For Iowa individual income tax purposes, Iowa net operating losses (NOLs) are generally carried back two years, except for losses incurred in a presidentially-declared disaster area by taxpayers engaged in a small business or in a farming business (3-year carryback), losses incurred by taxpayers due to casualty or theft (3-year carryback), and, by election, losses incurred by individuals engaged in farming (5-year carryback). See IA 123 for further guidance regarding carrybacks and carryforwards. The information below only covers NOLs incurred in a presidentially-declared disaster area by taxpayers engaged in a small business or a farming business.
On March 23, 2020, President Donald Trump issued a federal disaster declaration, effective January 20, 2020, for all counties in Iowa due to the COVID-19 pandemic. As of August 26, 2021, this disaster declaration is still ongoing. Since all counties in Iowa are part of the presidentially-declared disaster area for the COVID-19 pandemic, all Iowa NOLs incurred between January 20, 2020, and the end of the disaster declaration in Iowa by a taxpayer engaged in a small business or a farming business must be carried back 3 years unless the taxpayer makes an election to waive the entire carryback period or to use the 5-year carryback period available for farmers.
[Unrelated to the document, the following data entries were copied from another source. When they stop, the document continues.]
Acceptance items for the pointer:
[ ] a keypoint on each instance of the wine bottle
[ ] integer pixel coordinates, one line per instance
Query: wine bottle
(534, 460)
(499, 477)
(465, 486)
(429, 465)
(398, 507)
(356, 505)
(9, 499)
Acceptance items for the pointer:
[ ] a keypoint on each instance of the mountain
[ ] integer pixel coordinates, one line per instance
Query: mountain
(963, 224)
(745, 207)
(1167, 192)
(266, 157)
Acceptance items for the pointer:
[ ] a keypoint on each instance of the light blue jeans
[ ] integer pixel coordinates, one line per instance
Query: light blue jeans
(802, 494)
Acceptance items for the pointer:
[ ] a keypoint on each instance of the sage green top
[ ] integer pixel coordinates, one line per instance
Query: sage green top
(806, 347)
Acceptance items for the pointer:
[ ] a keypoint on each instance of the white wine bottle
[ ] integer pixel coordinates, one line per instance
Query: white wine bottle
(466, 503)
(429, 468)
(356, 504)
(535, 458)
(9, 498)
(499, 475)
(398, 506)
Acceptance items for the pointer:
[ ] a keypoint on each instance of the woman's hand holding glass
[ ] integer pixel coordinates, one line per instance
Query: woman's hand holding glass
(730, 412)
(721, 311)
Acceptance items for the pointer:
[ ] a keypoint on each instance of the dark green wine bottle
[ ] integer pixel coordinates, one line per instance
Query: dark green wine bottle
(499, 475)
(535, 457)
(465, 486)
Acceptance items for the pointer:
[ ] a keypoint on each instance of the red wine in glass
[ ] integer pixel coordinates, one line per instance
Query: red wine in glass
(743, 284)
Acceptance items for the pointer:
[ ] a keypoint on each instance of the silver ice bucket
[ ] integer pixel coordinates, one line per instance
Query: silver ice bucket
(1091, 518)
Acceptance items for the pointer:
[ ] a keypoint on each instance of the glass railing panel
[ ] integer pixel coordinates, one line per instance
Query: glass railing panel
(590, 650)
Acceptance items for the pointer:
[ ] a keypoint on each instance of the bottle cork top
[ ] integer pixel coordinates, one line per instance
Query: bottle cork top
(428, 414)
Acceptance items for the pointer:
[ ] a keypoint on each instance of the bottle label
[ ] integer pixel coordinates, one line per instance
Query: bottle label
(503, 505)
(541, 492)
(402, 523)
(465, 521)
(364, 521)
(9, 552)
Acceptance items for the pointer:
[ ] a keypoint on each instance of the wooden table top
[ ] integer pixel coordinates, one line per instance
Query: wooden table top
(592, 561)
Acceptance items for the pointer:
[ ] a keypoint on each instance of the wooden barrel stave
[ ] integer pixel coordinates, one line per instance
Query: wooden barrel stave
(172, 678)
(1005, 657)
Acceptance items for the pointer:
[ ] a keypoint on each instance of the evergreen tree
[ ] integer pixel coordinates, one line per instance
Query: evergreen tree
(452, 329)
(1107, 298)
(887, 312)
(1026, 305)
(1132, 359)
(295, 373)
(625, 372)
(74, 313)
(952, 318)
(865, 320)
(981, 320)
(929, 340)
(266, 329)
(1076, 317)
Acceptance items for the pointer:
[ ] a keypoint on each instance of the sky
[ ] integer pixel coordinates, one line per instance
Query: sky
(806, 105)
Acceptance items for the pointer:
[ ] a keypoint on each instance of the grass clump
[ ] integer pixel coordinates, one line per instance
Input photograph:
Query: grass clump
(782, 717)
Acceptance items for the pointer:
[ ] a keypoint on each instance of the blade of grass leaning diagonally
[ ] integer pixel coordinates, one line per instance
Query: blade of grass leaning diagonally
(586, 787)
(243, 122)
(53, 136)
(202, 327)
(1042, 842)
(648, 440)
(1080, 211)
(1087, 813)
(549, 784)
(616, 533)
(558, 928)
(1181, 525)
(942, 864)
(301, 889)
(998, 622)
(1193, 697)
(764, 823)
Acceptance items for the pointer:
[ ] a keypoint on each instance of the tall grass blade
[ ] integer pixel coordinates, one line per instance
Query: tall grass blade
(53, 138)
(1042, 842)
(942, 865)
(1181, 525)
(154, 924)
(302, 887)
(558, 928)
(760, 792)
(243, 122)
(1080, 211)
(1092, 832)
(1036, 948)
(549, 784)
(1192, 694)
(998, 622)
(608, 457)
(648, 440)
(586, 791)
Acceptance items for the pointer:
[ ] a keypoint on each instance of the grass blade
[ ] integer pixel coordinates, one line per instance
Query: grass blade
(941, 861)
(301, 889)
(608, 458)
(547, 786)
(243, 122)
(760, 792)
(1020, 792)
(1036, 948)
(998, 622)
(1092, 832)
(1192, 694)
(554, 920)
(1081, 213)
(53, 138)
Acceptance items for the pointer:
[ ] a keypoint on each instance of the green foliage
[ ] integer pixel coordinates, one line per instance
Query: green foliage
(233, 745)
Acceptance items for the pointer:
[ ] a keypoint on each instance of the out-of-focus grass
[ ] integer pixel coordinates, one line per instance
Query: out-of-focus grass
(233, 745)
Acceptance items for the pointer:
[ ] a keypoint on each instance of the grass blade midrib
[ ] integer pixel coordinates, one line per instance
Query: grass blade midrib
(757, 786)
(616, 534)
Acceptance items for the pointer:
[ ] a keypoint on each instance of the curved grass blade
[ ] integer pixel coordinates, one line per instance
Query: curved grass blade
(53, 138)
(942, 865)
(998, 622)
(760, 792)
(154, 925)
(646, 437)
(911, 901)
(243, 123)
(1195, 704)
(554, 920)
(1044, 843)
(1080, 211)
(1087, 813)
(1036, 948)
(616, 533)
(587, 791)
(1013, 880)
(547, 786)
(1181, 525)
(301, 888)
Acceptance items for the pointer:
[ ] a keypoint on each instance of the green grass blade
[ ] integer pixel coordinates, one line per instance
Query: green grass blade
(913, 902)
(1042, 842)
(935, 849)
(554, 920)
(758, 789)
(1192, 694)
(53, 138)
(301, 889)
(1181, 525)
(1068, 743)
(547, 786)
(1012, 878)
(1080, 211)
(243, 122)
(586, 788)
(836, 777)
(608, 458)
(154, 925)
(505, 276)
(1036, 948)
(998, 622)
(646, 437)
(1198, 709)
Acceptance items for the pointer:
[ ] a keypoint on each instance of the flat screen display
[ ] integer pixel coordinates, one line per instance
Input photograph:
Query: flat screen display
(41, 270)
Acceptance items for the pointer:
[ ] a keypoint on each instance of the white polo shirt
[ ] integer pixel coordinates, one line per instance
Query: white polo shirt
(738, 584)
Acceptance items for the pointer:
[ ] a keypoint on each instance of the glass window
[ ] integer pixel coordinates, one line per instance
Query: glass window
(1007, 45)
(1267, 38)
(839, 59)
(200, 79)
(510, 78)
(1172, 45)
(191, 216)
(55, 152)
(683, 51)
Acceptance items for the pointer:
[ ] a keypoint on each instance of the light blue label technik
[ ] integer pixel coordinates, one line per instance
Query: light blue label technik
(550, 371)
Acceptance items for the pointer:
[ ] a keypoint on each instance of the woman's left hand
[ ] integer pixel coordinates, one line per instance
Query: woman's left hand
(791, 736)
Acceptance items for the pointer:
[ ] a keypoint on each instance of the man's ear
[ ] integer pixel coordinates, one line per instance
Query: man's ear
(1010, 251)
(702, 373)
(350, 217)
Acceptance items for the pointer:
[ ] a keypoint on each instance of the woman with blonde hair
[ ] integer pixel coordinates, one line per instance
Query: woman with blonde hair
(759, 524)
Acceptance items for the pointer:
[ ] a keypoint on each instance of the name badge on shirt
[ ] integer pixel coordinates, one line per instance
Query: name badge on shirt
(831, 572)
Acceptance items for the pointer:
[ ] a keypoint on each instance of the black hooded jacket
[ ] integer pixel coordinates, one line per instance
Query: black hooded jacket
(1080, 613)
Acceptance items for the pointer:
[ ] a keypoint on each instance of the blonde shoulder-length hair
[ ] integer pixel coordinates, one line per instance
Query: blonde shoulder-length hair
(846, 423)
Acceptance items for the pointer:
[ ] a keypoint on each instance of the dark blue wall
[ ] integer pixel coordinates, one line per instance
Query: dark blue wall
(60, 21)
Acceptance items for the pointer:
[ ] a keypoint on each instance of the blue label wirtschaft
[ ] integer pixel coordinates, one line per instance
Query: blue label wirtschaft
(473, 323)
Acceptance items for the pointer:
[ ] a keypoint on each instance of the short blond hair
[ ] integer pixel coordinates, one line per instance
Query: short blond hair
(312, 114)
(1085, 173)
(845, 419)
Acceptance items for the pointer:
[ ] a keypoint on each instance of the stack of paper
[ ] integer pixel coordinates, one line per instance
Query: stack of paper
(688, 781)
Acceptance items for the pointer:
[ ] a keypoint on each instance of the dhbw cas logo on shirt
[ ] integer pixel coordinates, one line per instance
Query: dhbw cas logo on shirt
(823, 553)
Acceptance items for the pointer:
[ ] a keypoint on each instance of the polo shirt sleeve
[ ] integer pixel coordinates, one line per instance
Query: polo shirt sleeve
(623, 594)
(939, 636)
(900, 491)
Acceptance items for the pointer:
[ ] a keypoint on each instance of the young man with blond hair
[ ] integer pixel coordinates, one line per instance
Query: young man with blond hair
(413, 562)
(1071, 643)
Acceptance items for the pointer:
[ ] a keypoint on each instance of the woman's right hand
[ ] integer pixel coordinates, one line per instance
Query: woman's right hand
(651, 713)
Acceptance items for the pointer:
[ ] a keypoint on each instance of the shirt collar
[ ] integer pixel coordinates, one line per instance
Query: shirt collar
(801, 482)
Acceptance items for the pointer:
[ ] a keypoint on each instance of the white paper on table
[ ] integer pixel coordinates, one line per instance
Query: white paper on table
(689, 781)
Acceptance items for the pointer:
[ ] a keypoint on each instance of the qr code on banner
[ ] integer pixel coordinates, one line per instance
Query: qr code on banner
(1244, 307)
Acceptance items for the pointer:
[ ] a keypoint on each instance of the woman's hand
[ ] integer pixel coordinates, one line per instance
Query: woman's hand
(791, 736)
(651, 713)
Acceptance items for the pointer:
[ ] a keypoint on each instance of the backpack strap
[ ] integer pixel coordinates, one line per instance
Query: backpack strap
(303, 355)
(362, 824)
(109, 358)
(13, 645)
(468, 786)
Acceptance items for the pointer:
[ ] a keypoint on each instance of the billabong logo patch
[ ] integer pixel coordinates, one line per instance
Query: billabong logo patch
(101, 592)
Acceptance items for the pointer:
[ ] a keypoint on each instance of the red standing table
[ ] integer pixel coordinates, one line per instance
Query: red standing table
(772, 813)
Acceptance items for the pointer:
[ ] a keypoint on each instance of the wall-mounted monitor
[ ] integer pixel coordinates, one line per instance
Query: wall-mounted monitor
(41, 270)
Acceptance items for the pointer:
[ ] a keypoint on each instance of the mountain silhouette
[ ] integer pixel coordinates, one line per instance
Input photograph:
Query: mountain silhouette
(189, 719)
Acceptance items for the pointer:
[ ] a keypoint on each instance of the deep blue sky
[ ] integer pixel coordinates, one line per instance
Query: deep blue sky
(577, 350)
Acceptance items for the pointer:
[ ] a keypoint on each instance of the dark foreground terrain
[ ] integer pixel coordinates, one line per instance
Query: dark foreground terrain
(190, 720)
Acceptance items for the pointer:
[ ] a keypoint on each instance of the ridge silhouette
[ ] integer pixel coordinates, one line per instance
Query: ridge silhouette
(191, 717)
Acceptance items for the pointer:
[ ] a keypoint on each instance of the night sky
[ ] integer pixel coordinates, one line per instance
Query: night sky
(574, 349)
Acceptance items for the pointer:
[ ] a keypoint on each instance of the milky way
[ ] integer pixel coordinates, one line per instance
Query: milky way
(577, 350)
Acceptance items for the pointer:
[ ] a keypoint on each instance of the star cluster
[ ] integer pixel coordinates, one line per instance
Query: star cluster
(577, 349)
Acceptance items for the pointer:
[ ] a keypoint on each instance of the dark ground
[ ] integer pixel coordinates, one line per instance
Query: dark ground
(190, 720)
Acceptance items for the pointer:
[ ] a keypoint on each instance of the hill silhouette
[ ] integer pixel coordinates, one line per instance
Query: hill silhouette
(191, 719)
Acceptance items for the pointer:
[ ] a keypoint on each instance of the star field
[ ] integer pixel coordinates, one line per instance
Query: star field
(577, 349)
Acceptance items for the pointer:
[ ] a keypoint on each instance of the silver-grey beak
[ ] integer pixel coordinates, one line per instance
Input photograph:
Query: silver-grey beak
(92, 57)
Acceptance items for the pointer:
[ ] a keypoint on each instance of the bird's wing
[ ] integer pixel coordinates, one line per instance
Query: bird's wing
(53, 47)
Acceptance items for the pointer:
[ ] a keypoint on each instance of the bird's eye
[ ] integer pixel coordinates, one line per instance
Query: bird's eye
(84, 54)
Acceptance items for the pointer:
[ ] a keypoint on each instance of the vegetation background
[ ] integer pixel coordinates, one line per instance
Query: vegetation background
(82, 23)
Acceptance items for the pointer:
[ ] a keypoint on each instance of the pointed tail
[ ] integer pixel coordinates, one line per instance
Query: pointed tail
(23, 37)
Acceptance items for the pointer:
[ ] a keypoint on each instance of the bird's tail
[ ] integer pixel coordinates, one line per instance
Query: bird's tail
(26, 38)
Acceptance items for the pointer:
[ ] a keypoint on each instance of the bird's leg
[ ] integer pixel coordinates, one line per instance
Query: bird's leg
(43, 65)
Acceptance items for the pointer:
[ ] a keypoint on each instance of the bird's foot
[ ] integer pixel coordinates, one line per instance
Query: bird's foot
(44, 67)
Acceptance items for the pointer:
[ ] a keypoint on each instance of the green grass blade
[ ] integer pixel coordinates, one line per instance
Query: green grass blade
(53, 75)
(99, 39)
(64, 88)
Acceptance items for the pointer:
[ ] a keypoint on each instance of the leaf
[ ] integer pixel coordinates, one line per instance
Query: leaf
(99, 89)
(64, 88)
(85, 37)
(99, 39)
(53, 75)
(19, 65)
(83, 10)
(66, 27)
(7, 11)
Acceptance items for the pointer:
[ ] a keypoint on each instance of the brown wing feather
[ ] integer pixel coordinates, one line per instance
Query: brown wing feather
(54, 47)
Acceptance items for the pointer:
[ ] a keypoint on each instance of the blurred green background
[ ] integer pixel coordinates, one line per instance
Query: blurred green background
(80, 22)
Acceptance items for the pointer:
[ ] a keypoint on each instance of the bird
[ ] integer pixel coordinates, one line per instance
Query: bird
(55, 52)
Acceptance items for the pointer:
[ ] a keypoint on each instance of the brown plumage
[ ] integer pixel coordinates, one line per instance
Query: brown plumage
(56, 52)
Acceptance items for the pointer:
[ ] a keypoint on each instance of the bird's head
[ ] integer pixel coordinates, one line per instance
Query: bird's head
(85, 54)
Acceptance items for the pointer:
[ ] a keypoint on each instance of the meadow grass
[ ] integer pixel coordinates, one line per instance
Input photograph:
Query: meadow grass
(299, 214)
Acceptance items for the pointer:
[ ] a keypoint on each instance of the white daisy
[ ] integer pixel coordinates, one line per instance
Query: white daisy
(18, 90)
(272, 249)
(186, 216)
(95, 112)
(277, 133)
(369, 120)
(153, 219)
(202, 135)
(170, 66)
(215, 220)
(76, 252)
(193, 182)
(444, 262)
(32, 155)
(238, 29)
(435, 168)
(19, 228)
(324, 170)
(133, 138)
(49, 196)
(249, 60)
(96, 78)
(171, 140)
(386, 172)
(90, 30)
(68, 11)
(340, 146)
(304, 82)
Taxpayers must use the IA 123 to calculate their Iowa NOL. Taxpayers engaged in a small business or a farming business with an NOL incurred in a presidentially-declared disaster area should, in addition to any other applicable boxes, check the “Other” box on the line “What caused the NOL” of the IA 123, and write “COVID-19 pandemic” in the explanation section. Taxpayers who already filed their 2020 tax return but who did not elect to waive the carryback period and only carried their Iowa NOLs back 2 years will need to amend their returns to reflect the 3-year carryback.
Who qualifies as a “taxpayer engaged in a small business?”
Taxpayers must be engaged in a small business or a farming business to qualify for the extended 3-year carryback for Iowa NOLs incurred in a presidentially-declared disaster area. For this purpose, “small business” means the same as Internal Revenue Code (IRC) section 172(b)(1)(E)(iii) in effect on December 21, 2017. To qualify as a small business, the taxpayer must meet the gross receipts test of IRC section 448(c). Taxpayers meet the gross receipts tests if their average gross receipts for the 3-taxable-year period ending with the preceding tax year are less than a specified amount, indexed for inflation. For tax years beginning in 2020 and 2021, this specified amount is $26,000,000.
Apply the following requirements in IRC section 448(c) when making this calculation for Iowa tax purposes:
- For certain taxpayers with multiple affiliates considered as a single employer, see the aggregation rules in IRC section 448(c)(2).
- If the business was not in existence for the entire 3-year period, the same calculation should be made for the period the entity was in existence.
- Gross receipts for any tax year less than 12 months shall be annualized by multiplying the gross receipts for the short period and dividing the result by the number of months in the short period.
- Gross receipts for any taxable year shall be reduced by returns and allowances made during such year.
- Any reference to an entity shall include a reference to any predecessor of such entity.
Waiving the NOL carryback period
- The Department intends to adopt administrative rules as necessary to reflect the NOL information in this guidance.